These methods can be used both separately and in combination to achieve more accurate results in determining the researcher's key scientific interests. The use of these approaches allows automating the processes of analysis of scientific activity, which, in turn, contributes to the formation of a comprehensive profile of a researcher capable of reflecting the dynamics of his scientific work and interdisciplinary connections.

Each of the described methods has its own unique application and can complement other methods in complex tasks of text analysis. In the next section, we will look at how you can use the Ollama model with its powerful language models to identify keywords in text. This approach will make it possible to apply the latest capabilities of deep learning to improve the accuracy of extracting relevant terms and analyzing complex textual data.

Methodology for creating a scientometric portrait of scientist using large Ollama language models

A researcher's profile is a comprehensive description of the researcher's professional activities, scientific achievements, and interests. It includes such key elements as name, surname, position, academic title, scientific interests, number of published works, participation in scientific grants and projects. The formation of a scientist's profile is an important task, since it can be used to solve such tasks as automated filtering of publications that match the researcher's scientific interests, and optimized selection of a scientific supervisor for young scientists or graduate students whose scientific activity coincides with the topic.

To form a profile of a scientist, first of all, it is necessary to collect basic metadata, which will become the foundation for further processing. The web scraping method can help us in this, which will allow us to collect basic information from the official website of the organization where the scientist works. This method provides automated extraction of such data as name, surname, position, academic title, circle of scientific interests, links to scientometric profiles of the author (Scopus, Web of Science, ORCID, Google Scholar, DSpace).

The use of web scraping at the initial stage provides automatic filling of the profile with publicly available information, which significantly reduces the time spent on manual data collection and creates an accurate starting point for further analysis.

To implement the web scraping process, you can use specialized libraries that allow you to automatically read and extract information from web pages [10,11]. For example, using the Cheerio library in JavaScript, it is possible to retrieve and process the HTML content of a page, extracting the required metadata such as name, title, academic interests, etc.

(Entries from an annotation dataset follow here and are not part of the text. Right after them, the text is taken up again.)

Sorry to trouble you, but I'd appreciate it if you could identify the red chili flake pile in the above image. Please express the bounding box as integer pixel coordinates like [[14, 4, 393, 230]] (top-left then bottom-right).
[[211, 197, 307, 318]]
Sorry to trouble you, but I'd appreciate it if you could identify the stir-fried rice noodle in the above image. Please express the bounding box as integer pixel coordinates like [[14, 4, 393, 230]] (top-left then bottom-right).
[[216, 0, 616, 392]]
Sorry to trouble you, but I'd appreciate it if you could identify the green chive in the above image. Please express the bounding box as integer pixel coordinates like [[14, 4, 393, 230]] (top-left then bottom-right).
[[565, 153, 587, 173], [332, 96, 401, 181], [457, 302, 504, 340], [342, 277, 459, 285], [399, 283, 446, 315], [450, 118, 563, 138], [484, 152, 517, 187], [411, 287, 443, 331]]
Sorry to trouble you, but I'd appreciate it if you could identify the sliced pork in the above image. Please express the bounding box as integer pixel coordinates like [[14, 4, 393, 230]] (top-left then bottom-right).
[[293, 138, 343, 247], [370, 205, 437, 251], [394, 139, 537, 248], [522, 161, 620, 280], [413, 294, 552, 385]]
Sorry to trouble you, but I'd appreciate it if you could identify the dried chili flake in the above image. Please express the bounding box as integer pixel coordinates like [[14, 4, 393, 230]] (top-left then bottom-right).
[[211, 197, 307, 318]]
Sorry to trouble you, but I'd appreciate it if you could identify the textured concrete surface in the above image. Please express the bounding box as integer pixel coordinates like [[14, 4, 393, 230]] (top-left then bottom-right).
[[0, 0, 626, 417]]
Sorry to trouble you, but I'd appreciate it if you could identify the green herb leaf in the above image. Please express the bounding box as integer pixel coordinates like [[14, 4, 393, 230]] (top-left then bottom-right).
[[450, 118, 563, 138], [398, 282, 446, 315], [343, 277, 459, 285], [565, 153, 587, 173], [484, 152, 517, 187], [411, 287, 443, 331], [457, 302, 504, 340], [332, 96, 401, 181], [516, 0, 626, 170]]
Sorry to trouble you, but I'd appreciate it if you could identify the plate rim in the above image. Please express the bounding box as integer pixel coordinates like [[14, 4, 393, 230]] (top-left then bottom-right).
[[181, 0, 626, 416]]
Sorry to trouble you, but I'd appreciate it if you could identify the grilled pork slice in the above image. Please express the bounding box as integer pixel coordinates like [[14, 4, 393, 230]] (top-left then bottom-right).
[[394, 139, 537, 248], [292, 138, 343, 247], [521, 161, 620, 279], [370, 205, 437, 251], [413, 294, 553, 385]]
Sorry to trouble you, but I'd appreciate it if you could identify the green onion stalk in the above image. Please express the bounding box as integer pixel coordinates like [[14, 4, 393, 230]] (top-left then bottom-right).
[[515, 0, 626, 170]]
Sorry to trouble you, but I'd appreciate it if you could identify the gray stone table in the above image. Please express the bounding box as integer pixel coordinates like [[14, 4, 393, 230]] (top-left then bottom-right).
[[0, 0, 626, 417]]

The following example demonstrates the basic code for obtaining information about a scientist from the official website of the Western Ukrainian National University, focusing on the necessary profile elements.

Figure 8 shows a fragment of the code for parsing the metadata of scientists from the official website of the organization. Now that we have a basic set of web-scraping metadata, we can move on to the next stepfleshing out a scientist's profile using Ollama's large language models. Large Language Models (LLM) are a powerful tool for analyzing and processing textual data. Thanks to the ability to understand the context and extract meaningful units.

The main advantage of Ollama is the ability to run and manage large language models (LLM) locally on a computer, without the need for cloud services. This ensures increased confidentiality of data, reduces costs and allows users to fully control information processing processes [10].

The models presented in the Ollama platform are specialized in the processing of scientific texts and have a wide range of applications, such as automatic text classification, extraction of keywords and phrases, identification of scientific interests and creation of a generalized profile.

Table 1 provides a comparative analysis of the major language models supported by the Ollama platform [12,13].

The above table shows the main features of the models, their advantages and disadvantages and allows you to choose the appropriate model for solving this or that problem. Effective in code generation and analysis of large volumes of data.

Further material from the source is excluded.